Mudança de paradigmas

Orçamento bilionário do TJ-SP é insuficiente para fazê-lo funcionar

Autor

  • José Renato Nalini

    é doutor e mestre em Direito pela USP desembargador aposentado ex-corregedor geral da Justiça ex-presidente do TJ-SP e reitor da UniRegistral.

24 de dezembro de 2014, 13h35

[Artigo originalmente publicado no jornal O Estado de S. Paulo desta quarta-feira (24/12)]

Ninguém mais duvida de que o sistema de Justiça no Brasil está em profunda crise. A excessiva judicialização gerou um acervo de 100 milhões de processos para 202 milhões de habitantes — evidência de um quadro patológico, bem distante do "termômetro democrático" dos que pretendem considerar normal essa desenfreada busca ao Judiciário.

O Tribunal de Justiça de São Paulo é o maior do mundo. Seus 55 mil funcionários, seus 2,4 mil magistrados e seus 25 milhões de processos não encontram similar no planeta. Seu crescimento reclama orçamento bilionário. Mas ainda insuficiente para fazê-lo funcionar. Enquanto o Orçamento-Geral do Estado cresceu 97% nos últimos sete anos, o da Justiça cresceu 54%. Por isso o ano de 2014 teve início com R$ 1,3 bilhão de déficit. Houve cortes em tudo aquilo que se pode contingenciar.

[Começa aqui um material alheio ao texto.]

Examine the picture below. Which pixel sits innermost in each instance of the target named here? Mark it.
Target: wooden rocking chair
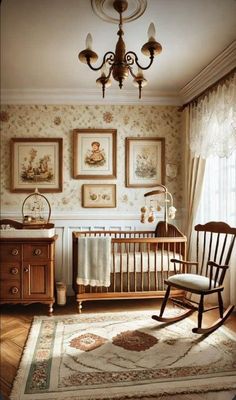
(215, 242)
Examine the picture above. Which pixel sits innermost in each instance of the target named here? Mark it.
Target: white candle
(89, 41)
(151, 32)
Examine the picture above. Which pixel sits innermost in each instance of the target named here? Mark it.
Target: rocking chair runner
(215, 243)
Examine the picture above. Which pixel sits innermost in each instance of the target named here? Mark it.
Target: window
(218, 200)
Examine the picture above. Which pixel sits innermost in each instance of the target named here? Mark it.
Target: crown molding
(219, 67)
(86, 96)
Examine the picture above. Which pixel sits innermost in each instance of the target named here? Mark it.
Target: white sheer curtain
(213, 122)
(218, 203)
(213, 137)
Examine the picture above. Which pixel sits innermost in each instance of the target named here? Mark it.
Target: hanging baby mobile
(156, 201)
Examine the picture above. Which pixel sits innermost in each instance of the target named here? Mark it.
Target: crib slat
(121, 268)
(148, 252)
(114, 266)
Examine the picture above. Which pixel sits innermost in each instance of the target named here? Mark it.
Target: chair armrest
(216, 273)
(186, 264)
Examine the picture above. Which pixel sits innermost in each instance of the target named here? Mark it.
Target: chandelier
(119, 64)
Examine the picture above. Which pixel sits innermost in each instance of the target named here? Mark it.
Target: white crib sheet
(148, 260)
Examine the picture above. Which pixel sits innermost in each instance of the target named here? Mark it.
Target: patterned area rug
(122, 356)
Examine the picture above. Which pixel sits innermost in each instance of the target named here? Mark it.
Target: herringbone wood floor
(16, 321)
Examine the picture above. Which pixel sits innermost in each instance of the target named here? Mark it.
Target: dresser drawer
(10, 252)
(36, 251)
(10, 290)
(10, 271)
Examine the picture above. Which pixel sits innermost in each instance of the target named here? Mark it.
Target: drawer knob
(14, 290)
(15, 252)
(14, 271)
(37, 252)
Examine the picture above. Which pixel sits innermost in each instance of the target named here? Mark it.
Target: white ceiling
(40, 42)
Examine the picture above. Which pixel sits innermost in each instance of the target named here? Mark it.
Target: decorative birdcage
(36, 210)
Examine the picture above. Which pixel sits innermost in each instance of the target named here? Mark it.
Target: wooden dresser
(27, 270)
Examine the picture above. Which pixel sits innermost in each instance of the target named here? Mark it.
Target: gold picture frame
(99, 195)
(94, 153)
(36, 163)
(145, 161)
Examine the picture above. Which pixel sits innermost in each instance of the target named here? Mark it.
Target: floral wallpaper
(39, 121)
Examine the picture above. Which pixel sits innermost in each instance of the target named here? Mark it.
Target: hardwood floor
(15, 322)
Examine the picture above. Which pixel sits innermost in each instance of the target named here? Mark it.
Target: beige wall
(59, 121)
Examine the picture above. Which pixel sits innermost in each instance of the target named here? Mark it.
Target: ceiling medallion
(104, 10)
(120, 64)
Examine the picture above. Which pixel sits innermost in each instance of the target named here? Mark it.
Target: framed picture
(94, 153)
(145, 161)
(36, 163)
(99, 196)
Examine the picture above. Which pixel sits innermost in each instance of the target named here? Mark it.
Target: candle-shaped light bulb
(89, 41)
(151, 32)
(140, 73)
(104, 70)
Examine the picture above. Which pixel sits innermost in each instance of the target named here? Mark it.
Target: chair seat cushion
(192, 281)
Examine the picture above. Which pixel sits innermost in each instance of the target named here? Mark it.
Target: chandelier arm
(131, 71)
(130, 60)
(105, 59)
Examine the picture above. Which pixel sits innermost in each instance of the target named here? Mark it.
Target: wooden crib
(140, 262)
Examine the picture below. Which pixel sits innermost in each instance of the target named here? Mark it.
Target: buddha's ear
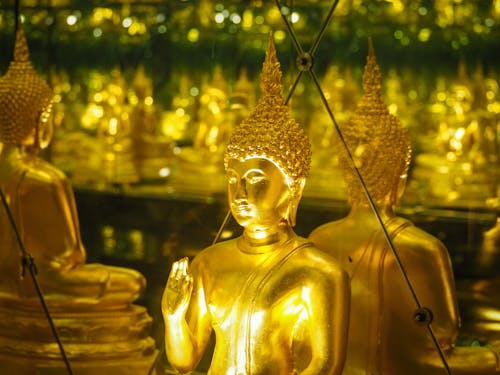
(45, 128)
(295, 195)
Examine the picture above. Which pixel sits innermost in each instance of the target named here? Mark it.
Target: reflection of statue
(84, 298)
(383, 336)
(151, 149)
(277, 305)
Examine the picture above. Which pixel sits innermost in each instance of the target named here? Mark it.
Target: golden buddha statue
(277, 305)
(152, 150)
(341, 93)
(89, 303)
(384, 337)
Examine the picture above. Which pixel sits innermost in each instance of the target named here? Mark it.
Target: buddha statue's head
(25, 101)
(378, 143)
(268, 156)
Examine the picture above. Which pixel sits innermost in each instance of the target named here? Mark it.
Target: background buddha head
(25, 101)
(271, 143)
(378, 143)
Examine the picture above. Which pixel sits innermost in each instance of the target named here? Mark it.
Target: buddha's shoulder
(223, 248)
(415, 239)
(308, 255)
(37, 169)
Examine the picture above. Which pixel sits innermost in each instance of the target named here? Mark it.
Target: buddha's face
(258, 192)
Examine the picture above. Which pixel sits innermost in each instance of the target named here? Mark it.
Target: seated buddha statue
(276, 304)
(384, 336)
(91, 304)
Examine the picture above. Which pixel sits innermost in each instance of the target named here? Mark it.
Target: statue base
(97, 342)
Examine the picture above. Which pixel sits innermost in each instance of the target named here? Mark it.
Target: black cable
(29, 261)
(309, 68)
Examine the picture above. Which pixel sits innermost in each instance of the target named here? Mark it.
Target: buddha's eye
(232, 178)
(256, 178)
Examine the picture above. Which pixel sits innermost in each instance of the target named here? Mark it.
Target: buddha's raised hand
(178, 290)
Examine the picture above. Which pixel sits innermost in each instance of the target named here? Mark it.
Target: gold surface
(276, 304)
(384, 337)
(91, 304)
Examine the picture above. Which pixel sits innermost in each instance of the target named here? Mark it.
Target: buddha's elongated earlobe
(293, 204)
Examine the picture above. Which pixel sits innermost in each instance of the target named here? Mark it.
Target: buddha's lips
(243, 209)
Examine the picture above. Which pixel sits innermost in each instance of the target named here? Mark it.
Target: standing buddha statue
(384, 337)
(277, 305)
(91, 304)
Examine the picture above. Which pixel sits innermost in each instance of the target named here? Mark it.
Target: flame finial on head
(24, 95)
(376, 139)
(270, 78)
(269, 131)
(21, 51)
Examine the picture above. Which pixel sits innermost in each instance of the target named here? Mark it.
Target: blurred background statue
(384, 336)
(90, 303)
(277, 305)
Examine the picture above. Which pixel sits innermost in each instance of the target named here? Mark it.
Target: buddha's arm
(49, 222)
(328, 309)
(435, 286)
(187, 324)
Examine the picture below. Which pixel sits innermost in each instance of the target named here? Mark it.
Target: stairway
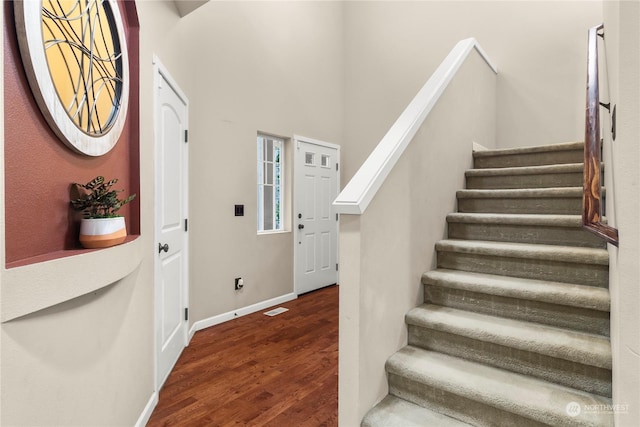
(514, 330)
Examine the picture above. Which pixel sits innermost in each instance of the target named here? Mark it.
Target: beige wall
(622, 38)
(89, 361)
(391, 48)
(384, 251)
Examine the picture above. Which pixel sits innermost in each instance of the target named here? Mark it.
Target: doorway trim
(297, 139)
(161, 72)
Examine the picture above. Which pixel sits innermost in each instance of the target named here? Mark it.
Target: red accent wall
(39, 168)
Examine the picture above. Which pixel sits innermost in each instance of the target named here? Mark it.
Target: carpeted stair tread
(521, 193)
(527, 170)
(526, 289)
(548, 220)
(527, 397)
(568, 254)
(396, 412)
(587, 349)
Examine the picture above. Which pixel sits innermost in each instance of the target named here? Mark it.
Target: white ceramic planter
(102, 232)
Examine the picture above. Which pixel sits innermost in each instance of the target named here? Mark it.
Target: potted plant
(101, 226)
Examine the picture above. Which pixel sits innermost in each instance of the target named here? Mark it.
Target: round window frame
(28, 17)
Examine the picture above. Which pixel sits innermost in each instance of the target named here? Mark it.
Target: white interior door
(315, 220)
(171, 305)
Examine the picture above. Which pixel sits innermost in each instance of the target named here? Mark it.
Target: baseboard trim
(148, 410)
(230, 315)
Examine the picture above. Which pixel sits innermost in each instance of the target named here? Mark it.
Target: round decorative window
(75, 56)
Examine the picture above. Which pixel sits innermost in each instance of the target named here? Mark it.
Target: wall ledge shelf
(28, 288)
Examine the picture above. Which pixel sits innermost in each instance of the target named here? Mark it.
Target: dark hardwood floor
(259, 370)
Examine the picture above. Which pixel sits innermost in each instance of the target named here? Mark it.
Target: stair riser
(582, 377)
(573, 318)
(564, 236)
(525, 181)
(453, 405)
(582, 274)
(525, 205)
(529, 159)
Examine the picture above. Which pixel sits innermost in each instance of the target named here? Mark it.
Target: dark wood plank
(591, 196)
(259, 370)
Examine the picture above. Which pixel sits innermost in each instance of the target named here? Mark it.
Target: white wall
(622, 38)
(274, 67)
(89, 361)
(391, 49)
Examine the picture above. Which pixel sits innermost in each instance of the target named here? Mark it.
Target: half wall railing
(358, 193)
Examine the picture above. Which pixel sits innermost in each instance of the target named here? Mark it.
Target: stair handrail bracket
(363, 186)
(591, 199)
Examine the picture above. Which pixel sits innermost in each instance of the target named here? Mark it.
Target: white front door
(171, 163)
(315, 220)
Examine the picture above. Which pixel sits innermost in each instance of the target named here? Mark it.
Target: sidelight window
(270, 183)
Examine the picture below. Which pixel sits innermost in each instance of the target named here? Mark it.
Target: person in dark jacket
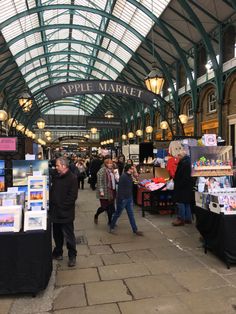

Mas a máquina depende das pessoas que prestam o serviço e quase toda a verba do Tesouro foi destinada ao pagamento de pessoal.

Dois benefícios criados no final de 2013 teriam de ser implementados. Mas é incrível que leis de iniciativa do tribunal, que passaram pela Assembleia Legislativa e foram sancionadas pelo governo, se ressintam de falta de provisão orçamentária. Uma verdadeira acrobacia hermenêutica permitiu a aplicação da gratificação cartorária. O mesmo não se conseguiu fazer com o adicional de qualificação.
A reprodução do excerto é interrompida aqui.